Intended to be used as a server-client model. The SamEncoder.kt interface is intended to query image embeddings from a Triton server using gRPC.
The returned embedding are then provide to a SamDecoder.kt along with a prompt to run the decoding locally.
The usecase is to offload the slower/more expensive image embedding to a server, while running the decoder locally to allow for real-time prompt refinement.
The encoder models are dependent on what the triton server endpoint supports. However, the decoder models
must align with the encoder models. Below is the current list of supported decoders provided, and the matched encoder
models. All decoder models are onnx models.
The sam_vit_h_4b8983 model is supported by Sam1Decoder.kt.
The sam2.1_hiera_large_decoder model is supported by Sam2Decoder.kt.
Currently only the SAM 3 tracker model is supported. An fp16 variant is provided as sam3_tracker_fp16_decoder and
supported by Sam3Decoder.kt.
See licenses_readme.md for license information on the provided models.
Encode against a Triton server, decode locally, threshold the logits at 0, and write the binary
mask to disk:
/* Any BufferedImage will do */
val image = ImageIO.read(File("input.png"))
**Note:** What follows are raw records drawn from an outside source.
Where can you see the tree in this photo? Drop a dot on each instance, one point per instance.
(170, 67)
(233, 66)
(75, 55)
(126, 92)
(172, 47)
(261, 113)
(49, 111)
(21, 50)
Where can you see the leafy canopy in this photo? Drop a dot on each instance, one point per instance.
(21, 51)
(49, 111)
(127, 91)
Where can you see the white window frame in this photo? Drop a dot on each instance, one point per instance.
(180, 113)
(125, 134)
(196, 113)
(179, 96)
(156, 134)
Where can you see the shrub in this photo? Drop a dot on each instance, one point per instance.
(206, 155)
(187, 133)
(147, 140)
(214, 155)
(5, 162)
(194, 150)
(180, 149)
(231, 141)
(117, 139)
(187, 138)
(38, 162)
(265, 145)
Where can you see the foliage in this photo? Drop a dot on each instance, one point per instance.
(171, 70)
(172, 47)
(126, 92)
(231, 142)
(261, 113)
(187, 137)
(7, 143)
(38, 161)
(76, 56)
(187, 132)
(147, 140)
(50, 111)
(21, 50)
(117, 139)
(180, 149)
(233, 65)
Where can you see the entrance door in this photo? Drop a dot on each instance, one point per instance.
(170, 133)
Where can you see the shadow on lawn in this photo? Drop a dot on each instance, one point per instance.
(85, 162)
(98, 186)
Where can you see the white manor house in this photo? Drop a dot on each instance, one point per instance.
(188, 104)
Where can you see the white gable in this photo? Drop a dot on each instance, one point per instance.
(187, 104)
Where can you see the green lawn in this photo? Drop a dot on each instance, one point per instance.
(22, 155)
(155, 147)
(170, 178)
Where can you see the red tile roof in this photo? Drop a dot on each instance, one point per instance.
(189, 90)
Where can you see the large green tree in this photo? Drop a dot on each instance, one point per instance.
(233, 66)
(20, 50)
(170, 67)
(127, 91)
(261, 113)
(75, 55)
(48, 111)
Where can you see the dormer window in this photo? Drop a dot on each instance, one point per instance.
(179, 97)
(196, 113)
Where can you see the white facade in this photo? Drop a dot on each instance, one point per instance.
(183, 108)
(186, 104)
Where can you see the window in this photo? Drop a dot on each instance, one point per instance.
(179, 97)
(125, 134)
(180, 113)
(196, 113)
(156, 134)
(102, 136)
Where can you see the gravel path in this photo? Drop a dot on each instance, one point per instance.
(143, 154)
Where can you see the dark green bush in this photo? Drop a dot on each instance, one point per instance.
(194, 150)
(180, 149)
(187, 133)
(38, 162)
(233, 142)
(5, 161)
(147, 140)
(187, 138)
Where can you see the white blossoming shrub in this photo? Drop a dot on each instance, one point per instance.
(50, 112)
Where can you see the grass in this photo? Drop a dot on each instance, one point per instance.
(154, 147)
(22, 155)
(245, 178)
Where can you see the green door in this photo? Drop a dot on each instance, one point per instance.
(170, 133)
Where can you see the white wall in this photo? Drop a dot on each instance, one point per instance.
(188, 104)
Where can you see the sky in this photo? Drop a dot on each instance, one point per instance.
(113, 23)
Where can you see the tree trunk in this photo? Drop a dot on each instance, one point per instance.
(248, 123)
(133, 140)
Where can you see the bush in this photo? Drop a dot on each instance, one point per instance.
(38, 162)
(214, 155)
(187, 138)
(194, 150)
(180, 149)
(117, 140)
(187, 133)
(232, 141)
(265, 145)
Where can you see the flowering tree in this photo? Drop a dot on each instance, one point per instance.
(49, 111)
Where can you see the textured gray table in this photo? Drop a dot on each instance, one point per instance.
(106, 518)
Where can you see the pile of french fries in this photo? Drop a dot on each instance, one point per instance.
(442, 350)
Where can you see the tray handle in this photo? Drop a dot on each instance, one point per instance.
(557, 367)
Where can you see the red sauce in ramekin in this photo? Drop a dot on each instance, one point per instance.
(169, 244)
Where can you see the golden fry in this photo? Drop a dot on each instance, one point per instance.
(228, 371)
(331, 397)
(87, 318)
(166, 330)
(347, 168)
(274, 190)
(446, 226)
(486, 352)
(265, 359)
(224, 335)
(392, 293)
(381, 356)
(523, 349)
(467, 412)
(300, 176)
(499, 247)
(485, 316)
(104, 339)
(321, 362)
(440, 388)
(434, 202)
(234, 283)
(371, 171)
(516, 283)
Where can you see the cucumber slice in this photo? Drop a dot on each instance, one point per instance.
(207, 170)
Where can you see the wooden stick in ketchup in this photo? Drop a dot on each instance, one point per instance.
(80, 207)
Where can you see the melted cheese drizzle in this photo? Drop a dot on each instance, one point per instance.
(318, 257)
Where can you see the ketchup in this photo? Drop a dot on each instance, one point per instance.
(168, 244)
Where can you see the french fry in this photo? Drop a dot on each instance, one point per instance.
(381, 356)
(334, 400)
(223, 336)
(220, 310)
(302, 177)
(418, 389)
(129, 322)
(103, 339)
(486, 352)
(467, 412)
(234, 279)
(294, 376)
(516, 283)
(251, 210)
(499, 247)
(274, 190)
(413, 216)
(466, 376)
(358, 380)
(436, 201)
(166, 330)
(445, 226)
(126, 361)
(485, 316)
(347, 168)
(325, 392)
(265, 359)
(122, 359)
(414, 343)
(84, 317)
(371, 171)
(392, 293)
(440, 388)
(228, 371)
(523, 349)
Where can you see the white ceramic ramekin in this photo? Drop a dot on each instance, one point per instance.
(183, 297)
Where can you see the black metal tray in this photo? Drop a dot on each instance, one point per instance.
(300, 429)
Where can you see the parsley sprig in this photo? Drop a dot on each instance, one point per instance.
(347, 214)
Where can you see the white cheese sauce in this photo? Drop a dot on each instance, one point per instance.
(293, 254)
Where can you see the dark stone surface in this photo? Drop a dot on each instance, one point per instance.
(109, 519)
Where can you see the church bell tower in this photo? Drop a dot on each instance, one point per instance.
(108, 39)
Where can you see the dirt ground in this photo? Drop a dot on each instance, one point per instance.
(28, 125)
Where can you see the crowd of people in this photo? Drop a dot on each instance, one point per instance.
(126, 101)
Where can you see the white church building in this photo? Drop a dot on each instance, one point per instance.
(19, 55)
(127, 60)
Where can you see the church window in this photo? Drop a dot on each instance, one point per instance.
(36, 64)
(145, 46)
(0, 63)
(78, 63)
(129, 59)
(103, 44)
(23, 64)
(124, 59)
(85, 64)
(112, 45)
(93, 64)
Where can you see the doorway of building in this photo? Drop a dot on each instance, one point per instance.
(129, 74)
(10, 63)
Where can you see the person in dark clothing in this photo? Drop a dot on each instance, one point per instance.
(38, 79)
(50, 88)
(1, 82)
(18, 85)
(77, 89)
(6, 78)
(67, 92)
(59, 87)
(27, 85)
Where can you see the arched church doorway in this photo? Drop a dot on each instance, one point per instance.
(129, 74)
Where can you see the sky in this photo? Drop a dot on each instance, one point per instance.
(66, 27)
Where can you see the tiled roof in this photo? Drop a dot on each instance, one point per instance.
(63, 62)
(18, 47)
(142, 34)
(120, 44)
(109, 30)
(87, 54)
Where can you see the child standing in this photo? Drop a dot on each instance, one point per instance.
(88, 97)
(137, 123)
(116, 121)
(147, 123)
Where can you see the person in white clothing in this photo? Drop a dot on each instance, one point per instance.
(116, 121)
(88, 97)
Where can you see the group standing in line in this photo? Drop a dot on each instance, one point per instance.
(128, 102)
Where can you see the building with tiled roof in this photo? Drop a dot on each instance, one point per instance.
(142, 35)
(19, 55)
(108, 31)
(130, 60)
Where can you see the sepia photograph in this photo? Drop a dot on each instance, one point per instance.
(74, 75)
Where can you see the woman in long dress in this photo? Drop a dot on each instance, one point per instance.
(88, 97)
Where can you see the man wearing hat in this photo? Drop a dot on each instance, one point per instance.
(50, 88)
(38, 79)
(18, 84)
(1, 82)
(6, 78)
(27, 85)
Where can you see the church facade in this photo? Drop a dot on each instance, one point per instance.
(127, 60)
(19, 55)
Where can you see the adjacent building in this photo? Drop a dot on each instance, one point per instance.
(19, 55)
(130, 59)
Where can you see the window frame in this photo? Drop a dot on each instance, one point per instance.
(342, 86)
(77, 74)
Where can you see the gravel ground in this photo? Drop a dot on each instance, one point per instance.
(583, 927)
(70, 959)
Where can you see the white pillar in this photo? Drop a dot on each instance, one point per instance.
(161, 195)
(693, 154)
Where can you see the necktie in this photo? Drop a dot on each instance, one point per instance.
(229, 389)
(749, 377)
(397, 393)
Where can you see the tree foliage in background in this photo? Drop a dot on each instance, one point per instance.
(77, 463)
/* Point the encoder to the server */
val encoder = Sam2TritonEncoder(
host = "triton.local",
port = 8001,
model = "sam2.1_hiera_large_encoder"
)
val decoder = Sam2Decoder(DecoderModel.SAM2.load())
encoder.use { enc ->
decoder.use { dec ->
runBlocking {
enc.encode(image).use { embedding ->
/* Adds a FOREGROUND point at the center of the image. */
val prompt = SamPrompt().addPoint(
image.width / 2f,
image.height / 2f,
SamPointLabel.FOREGROUND,
)
val result = dec.decode(embedding, prompt)
val mask = result.bestMask
val size = result.maskSize
val out = BufferedImage(size, size, BufferedImage.TYPE_BYTE_GRAY)
val pixels = (out.raster.dataBuffer as DataBufferByte).data
/* threshold the mask */
for (i in mask.indices)
pixels[i] = if (mask[i] > 0f) 255.toByte() else 0
ImageIO.write(out, "png", File("mask.png"))
}
}
}
}